Actually, the pairing proved to be an excellent one at a stimulating pair of string quartet concerts at Zankel Hall, a smaller venue in the bowel of Carnegie Hall. On Friday, October 21, the Belcea Quartet flanked Shostakovich’s String Quartet No. 8 with the early Schubert String Quartet in E-flat Major, D.87, written when he was 16 years old, and his String Quartet in G Major, D.887, written 13 years later, in 1826. But then, everything is early in the career of a composer who died at 31. It’s mind-boggling that such polished work could be composed by an artist in his teens, and the later one in his late twenties, some 800 works separating them.

The E-flat Major quartet may not have the depth of its later sibling but the Belcea Quartet gave it their all; it’s a very physical group, the violins and viola players swooping in their chairs, waving their bows and attacking their instruments with vigor.
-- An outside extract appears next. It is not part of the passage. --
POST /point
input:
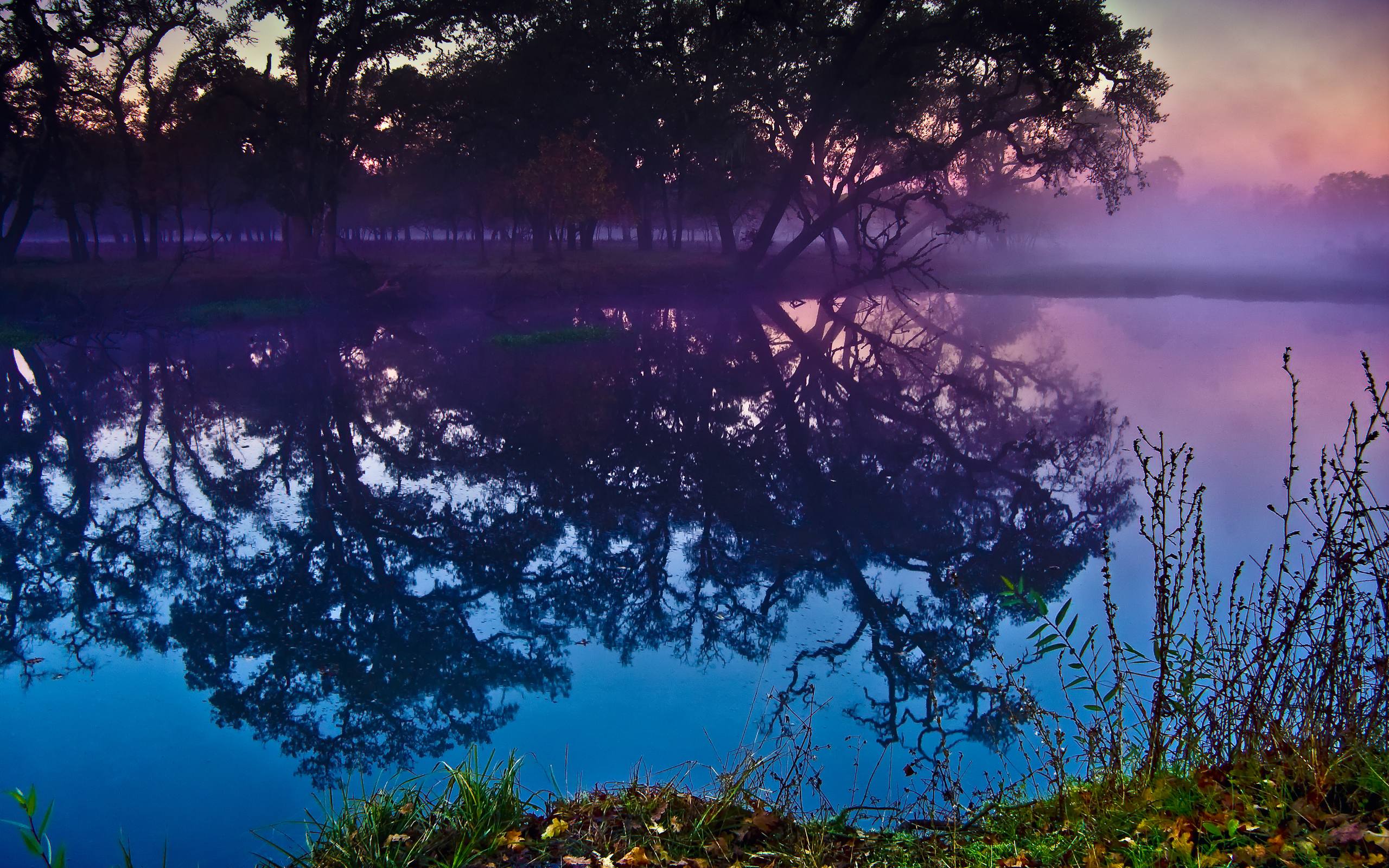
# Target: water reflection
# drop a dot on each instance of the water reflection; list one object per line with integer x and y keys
{"x": 370, "y": 544}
Their committed playing made a convincing case for the piece, highlighting the zippy Scherzo and the flowing melodies throughout the work. The G Major quartet featured more of the angular playing, with drama replacing the warmth we often hear in other interpretations but at the same time negotiating transitional sections with aplomb and morphing a playful tune into slashing streams of fortissimo.
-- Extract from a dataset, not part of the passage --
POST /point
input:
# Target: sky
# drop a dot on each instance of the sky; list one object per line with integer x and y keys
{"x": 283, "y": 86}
The Quartet is led by the eponymous first violinist, Corina Belcea, in a graceful light-colored gown and whose male colleagues wore black outfits with red piping on their jackets and stylish leg-hugging pants; the result, however, made them appear to be in military-academy uniforms or as ushers in an upscale movie house.

The Shostakovich Eighth is the most-often played of his 15 string quartets. It dates from 1960, the five movements played as one, with the first section a Largo full of quiet intensity, followed by a frenzied, agonized section that strikes the listener like an out-of-control, unstoppable train and followed by a pair of Largo sections that fade away in an exhausted pianissimo.

Another Shostakovich quartet, the last of his 15, dating from 1974, opened the Danish String Quartet’s superb concert at Zankel Hall on October 26. To call it funereal is an understatement. Its six movements are soaked in sadness, like a dirge for the brutal dictatorship that was inflicted on the people and on the Soviet Union’s greatest composer himself. Shostakovich was a sensitive artist whose life was bleakly stamped with fear – the prospect of imminent hammering on the door in the middle of the night by the KGB.

All six movements are marked Adagio, one of them a funeral march, and all were played with sharp focus and tonal leanness. Shostakovich’s constant feelings of vulnerability suffuse the work, its poignant revelation of its creator’s paranoia (sometimes paranoia is justified) audible in every bar. Not exactly a fun piece (except for the brief allusion to klezmer music). With its abundance of broken waltzes and dark passages, even the Serenade movement is less a serenade than a warning signal of danger.

After Intermission (a breather is necessary after the grim Shostakovich work) the Schubert String Quintet in C Major, D.956, in my not-so-humble opinion his greatest single work, received a superb performance. The Quartet was joined by a second cellist, Torleif Thedéen. Its four movements overflow with melodies and invention. The Danish players captured the work’s depths with rhythmic steadiness, bold climaxes, and technical facility.  Special kudos must be made for the violist, Asbjørn Nørgaard, whose dark, warm tone in exposed passages was captivating.

While leaving the auditorium I overheard someone complaining that the performance “wasn’t Austrian enough.” He may have been expecting a sequence of schmaltzy waltzes; suffice it to say that the performance was equal to the music – a masterful performance of timeless great music.